From a research perspective, many studies involving commercially available multi-ingredient supplements are unable to contribute to our understanding of the effects of supplement combinations because they typically lack independent verification of the product contents. Furthermore, most studies involve a comparison of the commercial product to a single placebo/control substance. These features prevent detectable effects from being attributed to a single ingredient or allow the interaction between ingredients to be isolated.

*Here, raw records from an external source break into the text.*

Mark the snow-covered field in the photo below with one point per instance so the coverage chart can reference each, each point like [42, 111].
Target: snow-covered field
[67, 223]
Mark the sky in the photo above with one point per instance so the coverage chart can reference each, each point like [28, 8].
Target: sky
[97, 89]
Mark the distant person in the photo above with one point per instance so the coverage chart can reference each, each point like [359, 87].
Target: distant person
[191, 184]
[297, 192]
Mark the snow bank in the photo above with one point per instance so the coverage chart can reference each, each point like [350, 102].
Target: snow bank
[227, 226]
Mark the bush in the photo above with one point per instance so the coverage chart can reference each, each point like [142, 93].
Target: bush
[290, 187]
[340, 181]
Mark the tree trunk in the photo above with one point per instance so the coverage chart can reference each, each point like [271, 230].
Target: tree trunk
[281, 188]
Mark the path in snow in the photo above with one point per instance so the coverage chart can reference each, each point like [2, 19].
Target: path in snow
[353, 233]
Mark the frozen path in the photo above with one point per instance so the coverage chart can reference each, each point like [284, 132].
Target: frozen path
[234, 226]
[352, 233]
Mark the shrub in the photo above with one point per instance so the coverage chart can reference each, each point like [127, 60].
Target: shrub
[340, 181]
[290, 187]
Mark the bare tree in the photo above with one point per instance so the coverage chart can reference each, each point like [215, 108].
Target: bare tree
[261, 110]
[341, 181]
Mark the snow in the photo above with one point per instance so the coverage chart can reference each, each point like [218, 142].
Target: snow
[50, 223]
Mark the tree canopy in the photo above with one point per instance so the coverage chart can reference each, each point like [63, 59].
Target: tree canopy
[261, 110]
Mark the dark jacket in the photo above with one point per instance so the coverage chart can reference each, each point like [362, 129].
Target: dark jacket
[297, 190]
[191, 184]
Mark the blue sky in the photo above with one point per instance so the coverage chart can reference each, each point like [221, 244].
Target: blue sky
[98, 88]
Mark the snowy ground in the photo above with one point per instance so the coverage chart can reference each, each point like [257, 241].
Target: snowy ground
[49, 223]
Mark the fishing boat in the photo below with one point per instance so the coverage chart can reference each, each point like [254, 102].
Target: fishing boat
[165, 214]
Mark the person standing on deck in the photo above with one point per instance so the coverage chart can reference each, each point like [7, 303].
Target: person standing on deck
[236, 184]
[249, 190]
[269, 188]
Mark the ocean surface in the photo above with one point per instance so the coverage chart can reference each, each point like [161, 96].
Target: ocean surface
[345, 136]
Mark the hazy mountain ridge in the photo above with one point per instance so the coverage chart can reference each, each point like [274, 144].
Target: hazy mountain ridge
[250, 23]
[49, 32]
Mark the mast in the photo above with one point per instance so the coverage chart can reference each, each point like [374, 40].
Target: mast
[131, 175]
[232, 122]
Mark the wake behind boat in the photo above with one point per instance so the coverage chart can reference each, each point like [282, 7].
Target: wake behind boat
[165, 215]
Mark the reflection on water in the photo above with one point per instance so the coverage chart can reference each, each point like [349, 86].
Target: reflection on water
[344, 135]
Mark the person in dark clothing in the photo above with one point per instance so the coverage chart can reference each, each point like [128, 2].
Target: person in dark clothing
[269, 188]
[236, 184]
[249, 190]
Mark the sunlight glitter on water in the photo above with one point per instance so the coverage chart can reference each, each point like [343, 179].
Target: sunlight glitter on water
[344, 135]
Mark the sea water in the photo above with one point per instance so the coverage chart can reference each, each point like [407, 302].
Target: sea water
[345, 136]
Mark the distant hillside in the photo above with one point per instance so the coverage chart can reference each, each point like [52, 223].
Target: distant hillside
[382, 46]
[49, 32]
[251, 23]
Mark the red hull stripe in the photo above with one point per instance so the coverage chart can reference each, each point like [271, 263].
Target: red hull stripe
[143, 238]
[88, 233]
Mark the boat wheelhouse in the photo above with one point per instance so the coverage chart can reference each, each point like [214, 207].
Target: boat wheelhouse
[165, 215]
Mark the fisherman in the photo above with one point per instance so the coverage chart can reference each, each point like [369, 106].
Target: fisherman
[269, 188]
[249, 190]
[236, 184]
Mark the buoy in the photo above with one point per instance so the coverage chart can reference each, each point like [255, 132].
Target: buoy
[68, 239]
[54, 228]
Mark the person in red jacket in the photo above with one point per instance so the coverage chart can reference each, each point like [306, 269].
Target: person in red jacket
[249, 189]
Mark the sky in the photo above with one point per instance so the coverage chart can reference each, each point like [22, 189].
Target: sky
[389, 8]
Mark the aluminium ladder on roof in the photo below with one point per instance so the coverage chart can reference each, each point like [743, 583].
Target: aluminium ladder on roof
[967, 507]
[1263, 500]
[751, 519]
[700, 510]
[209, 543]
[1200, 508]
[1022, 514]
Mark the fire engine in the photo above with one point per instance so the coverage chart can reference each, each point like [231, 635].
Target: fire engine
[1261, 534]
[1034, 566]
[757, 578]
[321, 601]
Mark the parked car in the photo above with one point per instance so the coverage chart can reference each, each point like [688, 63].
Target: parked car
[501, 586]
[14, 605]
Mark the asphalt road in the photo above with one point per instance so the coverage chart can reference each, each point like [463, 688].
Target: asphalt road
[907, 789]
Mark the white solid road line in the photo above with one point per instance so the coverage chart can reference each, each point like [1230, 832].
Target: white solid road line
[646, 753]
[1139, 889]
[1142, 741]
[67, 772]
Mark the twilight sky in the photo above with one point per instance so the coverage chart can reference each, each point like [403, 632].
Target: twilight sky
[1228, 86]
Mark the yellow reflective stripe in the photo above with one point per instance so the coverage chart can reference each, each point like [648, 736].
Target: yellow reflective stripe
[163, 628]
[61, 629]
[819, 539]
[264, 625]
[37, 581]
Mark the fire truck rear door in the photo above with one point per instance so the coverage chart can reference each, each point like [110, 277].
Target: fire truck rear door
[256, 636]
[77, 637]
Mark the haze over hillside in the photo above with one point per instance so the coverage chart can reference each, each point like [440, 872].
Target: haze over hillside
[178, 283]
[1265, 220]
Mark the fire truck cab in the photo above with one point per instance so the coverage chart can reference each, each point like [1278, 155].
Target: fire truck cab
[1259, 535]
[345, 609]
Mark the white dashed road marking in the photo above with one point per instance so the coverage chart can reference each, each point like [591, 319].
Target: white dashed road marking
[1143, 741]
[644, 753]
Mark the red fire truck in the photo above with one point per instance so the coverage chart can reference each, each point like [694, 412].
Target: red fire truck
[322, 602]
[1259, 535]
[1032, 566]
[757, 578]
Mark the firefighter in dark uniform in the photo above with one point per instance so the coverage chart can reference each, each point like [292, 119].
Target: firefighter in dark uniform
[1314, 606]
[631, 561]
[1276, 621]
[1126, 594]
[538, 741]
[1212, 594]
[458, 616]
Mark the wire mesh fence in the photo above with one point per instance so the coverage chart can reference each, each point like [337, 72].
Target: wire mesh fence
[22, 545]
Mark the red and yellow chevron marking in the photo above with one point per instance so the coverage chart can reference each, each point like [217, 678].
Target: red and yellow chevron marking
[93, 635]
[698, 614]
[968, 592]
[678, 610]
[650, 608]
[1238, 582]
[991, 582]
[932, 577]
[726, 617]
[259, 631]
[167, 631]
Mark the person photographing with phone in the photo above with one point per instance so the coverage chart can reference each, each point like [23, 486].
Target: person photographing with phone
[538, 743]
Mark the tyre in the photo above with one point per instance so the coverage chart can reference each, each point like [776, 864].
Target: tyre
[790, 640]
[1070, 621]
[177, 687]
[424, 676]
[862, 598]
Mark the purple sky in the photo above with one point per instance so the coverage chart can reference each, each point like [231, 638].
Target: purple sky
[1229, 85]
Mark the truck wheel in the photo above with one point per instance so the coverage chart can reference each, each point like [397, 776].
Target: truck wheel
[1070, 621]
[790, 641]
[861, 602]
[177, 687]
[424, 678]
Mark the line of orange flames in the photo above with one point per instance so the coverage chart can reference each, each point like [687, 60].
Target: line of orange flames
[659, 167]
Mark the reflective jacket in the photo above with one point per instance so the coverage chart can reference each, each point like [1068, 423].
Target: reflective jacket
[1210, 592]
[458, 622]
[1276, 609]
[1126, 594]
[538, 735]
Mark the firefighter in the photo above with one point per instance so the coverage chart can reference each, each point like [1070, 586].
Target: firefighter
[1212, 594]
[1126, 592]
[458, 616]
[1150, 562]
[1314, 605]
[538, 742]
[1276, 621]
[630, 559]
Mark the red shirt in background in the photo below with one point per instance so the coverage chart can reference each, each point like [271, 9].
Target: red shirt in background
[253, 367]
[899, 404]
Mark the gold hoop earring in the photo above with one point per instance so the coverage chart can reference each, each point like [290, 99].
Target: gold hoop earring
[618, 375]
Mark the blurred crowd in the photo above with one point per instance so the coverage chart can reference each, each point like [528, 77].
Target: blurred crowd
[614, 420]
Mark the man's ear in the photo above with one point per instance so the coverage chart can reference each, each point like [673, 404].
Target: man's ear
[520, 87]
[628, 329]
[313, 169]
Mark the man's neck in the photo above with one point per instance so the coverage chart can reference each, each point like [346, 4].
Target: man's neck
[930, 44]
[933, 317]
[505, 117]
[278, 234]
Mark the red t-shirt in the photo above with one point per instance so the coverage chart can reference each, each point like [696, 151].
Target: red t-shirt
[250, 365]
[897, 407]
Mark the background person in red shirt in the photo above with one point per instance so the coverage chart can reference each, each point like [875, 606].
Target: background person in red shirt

SUMMARY AND PRACTICAL IMPLICATIONS
In some sports events or sporting scenarios, several supplements are known to provide performance benefits when used individually. Athletes are therefore interested in the potential to further enhance performance by combining the use of these products. Furthermore, athletes may also need to consider whether evidence-based performance supplements can be used several times in succession when their sport involves repeated events or bouts. The current literature is not sufficiently thorough in its range or design to provide evidence of the additive or repetitive effects of all the supplement uses that could be justified on theoretical grounds. Further research is required to provide athletes with better information to guide their decisions about the use of several supplements at the same time or the successive use of supplements. However, it is unlikely that conventional study designs will be able to consider all the permutations of product uses. Therefore, athletes may need to conduct their own systematic experiments to identify practices that offer benefits to their training and competition goals. The potential outcomes of combining or repeating the use of evidence-based supplements can range from a positive to a counterproductive effect.